RFR (XL) 8031320: Use Intel RTM instructions for locks
Igor Veresov
igor.veresov at oracle.com
Thu Mar 20 03:48:17 UTC 2014
Thanks for renaming the registers! But I noticed some inconsistencies in the comments that are the result of that..
1334 // Perform abort ratio calculation, set no_rtm bit if high ratio
1335 // input: rtm_counters_Reg (RTMLockingCounters* address)
1336 // tmpReg, scrReg and flags as scratch
1337 void MacroAssembler::rtm_abort_ratio_calculation(Register tmpReg,
1338 Register rtm_counters_Reg,
1339 RTMLockingCounters* rtm_counters,
1340 Metadata* method_data) {
Should probably say that rtm_counters_Reg is killed, there’s no scrReg in params anymore.
1392 // Update counters and perform abort ratio calculation
1393 // input: boxReg (object monitor address)
1394 // abort_status_Reg
1395 // rtm_counters_Reg, flags as scratch
1396 void MacroAssembler::rtm_profiling(Register abort_status_Reg,
1397 Register rtm_counters_Reg,
1398 RTMLockingCounters* rtm_counters,
1399 Metadata* method_data,
1400 bool profile_rtm) {
There doesn’t seen to be a boxReg here.
1412 // Perform abort ratio calculation, set dontelide bit and rtm_state
1413 // input: boxReg (object monitor address)
1414 // : rtm_counters_Reg
1415 // tmpReg, scrReg, flags as scratch
1416 assert(rtm_counters != NULL, "should not be NULL when profiling RTM");
1417 rtm_abort_ratio_calculation(abort_status_Reg, rtm_counters_Reg, rtm_counters, method_data);
Mentions boxReg that is no longer there.
1426 // Retry on abort if abort's status is 0x6: can retry (0x2) | memory conflict (0x4)
1427 // inputs: boxReg (monitor address)
1428 // : retry_count
1429 // : abort_status
1430 // output: retry_count decremented by 1
1431 // flags as scratch
1432 void MacroAssembler::rtm_retry_lock_on_abort(Register retry_count, Register box, Register abort_status, Label& retryLabel) {
May be add the .*_Reg or .*Reg suffix to these guys and update the comments?
1448 // Spin and retry if lock is busy,
1449 // inputs: box (monitor address)
1450 // : retry_count
1451 // output: retry_count decremented by 1
1452 // : clear z flag if retry count exceeded
1453 // scr as scratch
1454 void MacroAssembler::rtm_retry_lock_on_busy(Register retry_count, Register box, Register tmp, Register scr, Label& retryLabel) {
.*_Reg and/or .*Reg?
1542 // Use RTM for inflating locks
1543 // Inputes: objReg (object to lock)
1544 // boxReg (on-stack box address (displaced header location) - KILLED)
1545 // tmpReg (ObjectMonitor address + 2(monitor_value))
1546 void MacroAssembler::rtm_inflated_locking(Register objReg, Register boxReg, Register tmpReg,
1547 Register scrReg, Register retry_on_busy_count_Reg,
1548 Register retry_on_abort_count_Reg,
1549 RTMLockingCounters* rtm_counters,
1550 Metadata* method_data, bool profile_rtm,
1551 Label& DONE_LABEL) {
Typo in “Inputes”.
1596 // retry on lock abort if abort status is one of 0xD
1597 // inputs: boxReg (monitor address)
1598 // : retry_on_abort_count_Reg
1599 // : abort_status_Reg
1600 // output: tmpReg set to boxReg, cx2Reg decremented by 1
1601 rtm_retry_lock_on_abort(retry_on_abort_count_Reg, boxReg, abort_status_Reg, L_rtm_retry);
The output section of the comment mentions regs that are not passed.
igor
On Mar 19, 2014, at 7:47 PM, Vladimir Kozlov <vladimir.kozlov at oracle.com> wrote:
> I updated changes based reviews.
>
> http://cr.openjdk.java.net/~kvn/8031320_9/webrev.01/
>
> Main changes are in macroAssembler_x86.cpp.
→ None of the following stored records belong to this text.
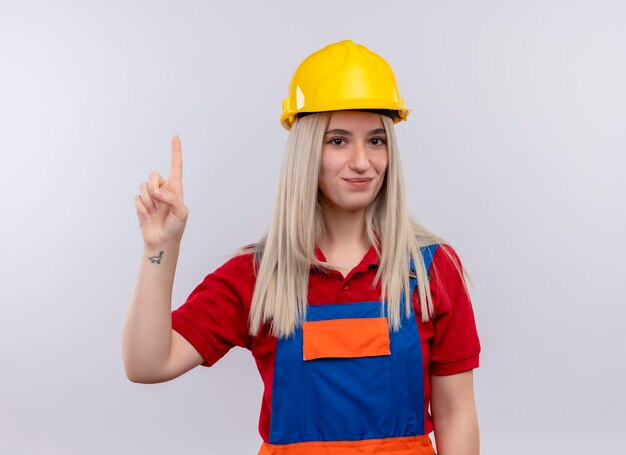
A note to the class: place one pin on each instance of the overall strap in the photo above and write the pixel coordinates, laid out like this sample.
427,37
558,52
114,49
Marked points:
428,253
I moved RTM code from fast_lock() method into separate methods: rtm_stack_locking(), rtm_inflated_locking() and for common rtm code rtm_profiling().
> I did registers renaming in local scopes to reflect what values they contain.
> I removed some asm instructions which results are not used (experimental code leftover).
>
> 3 flags were converted to product flags: UseRTMLocking, UseRTMDeopt, RTMRetryCount.
>
> In phase1.cpp used TypeMetadataPtr for MDO pointer instead of RawPtr. Hit bug in TypeMetadataPtr::xmeet() and fixed it.
>
> Thanks,
> Vladimir
>
> On 3/17/14 12:11 PM, Vladimir Kozlov wrote:
>> https://bugs.openjdk.java.net/browse/JDK-8031320
>> http://cr.openjdk.java.net/~kvn/8031320_9/webrev/
>>
>> The Intel architectures codenamed Haswell has support for RTM
>> (Restricted Transactional Memory) instructions xbegin, xabort, xend and
>> xtest as part of Intel Transactional Synchronization Extension (TSX).
>> The xbegin and xend instructions enclose a set of instructions to be
>> executed as a transaction. If no conflict found during execution of the
>> transaction, the memory and register modifications are committed
>> together at xend. xabort instruction can be used for explicit abort of
>> transaction and xtest to check if we are in transaction.
>>
>> RTM is useful for highly contended locks with low conflict in the
>> critical region. The highly contended locks don't scale well otherwise
>> but with RTM they show good scaling. RTM allows using coarse grain
>> locking for applications. Also for lightly contended locks which are
>> used by different threads RTM can reduce cache line ping pong and
>> thereby show performance improvement too.
>>
>> Implementation:
>>
>> Generate RTM locking code for all inflated locks when "UseRTMLocking"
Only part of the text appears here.